Gemstones are weighed in metric carats. One metric carat (ct) equals 0.200 grams (1/5 of a gram or 200 milligrams). A carat is further divided into 100 units called points. Reputable jewelers and Gem Trade Laboratory apply the same minimum standard of accuracy to colored stones as the US Federal Trade Commission (FTC) rules require for diamonds: All stated weights must be accurate to 1/200 .ct (one-half point).
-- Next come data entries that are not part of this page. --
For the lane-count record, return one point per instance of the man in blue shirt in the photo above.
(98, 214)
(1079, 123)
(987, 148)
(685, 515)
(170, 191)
Weight is usually written as a decimal fraction (e.g., 1.35 ct, or 0.73 ct), and should always be expressed to the second decimal place. Follow the international trade practice of rounding diamond weights up to the next higher point only when it is within 0.01 carat (rounding up only from 0.009 carat). They apply the same standard to colored stones, for consistency. Thus, a 0.478-carat stone is rounded down to 0.47 carat. Only a 0.479-carat stone may be rounded up to 0.48.
Generally speaking, the more a gemstone weighs (the larger it is), the more rare it is and, therefore, the more expensive it is likely to be per carat. Thus, one two-carat ruby is worth more than two one-carat rubies of the same quality. But stones that exceed sizes that are attractive and relatively easy to mount in jewelry are usually lower in per-carat price than the largest jewelry-size stones. The size limit actually depends more on measurements than on weight (usually 20 mm in the smallest face-up dimension).
Some gems, like blue topaz and citrine, are likely to occur in large sizes. Others, like ruby, are rare in sizes over three carats.